How Far Will Noah Jump from a 65-Foot Cliff with Initial Horizontal Velocity of 6 m/s?
Noah wants to calculate the horizontal distance of his jump from a 65-foot cliff if he takes off with a horizontal velocity of 6 m/s. To resolve this, we can use the principles of projectile motion. First, we need to find the time it will take for Noah to fall the 65 feet (which needs to be converted to meters: 65 feet = 19.812 meters). Assuming there is no air resistance, the only acceleration Noah would experience would be due to gravity (9.8 m/s²).
Using the kinematic equation h = (1/2)gt², where h is the height (19.812 m) and g is the acceleration due to gravity, we can solve for t, the time in seconds: 19.812 m = (1/2)(9.8 m/s²)(t²). Solving for t gives us approximately 2.01 seconds.

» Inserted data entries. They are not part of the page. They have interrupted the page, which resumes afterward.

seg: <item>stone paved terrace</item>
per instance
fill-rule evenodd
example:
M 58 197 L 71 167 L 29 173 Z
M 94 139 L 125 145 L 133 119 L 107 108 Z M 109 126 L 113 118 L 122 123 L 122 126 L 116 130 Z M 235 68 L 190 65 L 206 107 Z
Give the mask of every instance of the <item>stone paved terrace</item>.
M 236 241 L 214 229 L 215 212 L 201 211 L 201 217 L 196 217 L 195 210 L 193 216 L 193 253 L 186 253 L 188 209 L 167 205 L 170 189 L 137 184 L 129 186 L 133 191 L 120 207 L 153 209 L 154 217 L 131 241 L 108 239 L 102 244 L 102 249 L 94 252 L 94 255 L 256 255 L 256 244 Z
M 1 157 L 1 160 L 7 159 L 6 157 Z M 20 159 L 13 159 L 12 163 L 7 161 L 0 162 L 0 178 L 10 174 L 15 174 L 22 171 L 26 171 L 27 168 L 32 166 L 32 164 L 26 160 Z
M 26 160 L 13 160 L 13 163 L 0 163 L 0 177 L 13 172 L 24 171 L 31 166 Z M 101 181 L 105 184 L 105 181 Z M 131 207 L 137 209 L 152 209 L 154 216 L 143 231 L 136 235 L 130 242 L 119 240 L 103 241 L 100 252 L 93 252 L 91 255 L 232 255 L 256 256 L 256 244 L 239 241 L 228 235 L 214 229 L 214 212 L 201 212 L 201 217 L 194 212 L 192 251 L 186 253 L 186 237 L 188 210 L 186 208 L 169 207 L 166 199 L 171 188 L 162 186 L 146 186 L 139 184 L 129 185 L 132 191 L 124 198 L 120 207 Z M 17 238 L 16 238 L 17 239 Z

Now, since horizontal motion is unaffected by gravity, and Noah's horizontal velocity is constant at 6 m/s, we can use the equation for horizontal distance, x = vt, where v is the velocity and t is the time. Therefore, the horizontal distance (x) Noah travels is: x = (6 m/s)(2.01 s) = 12.06 m. Thus, Noah's jump carries him a horizontal distance of approximately 12.06 meters.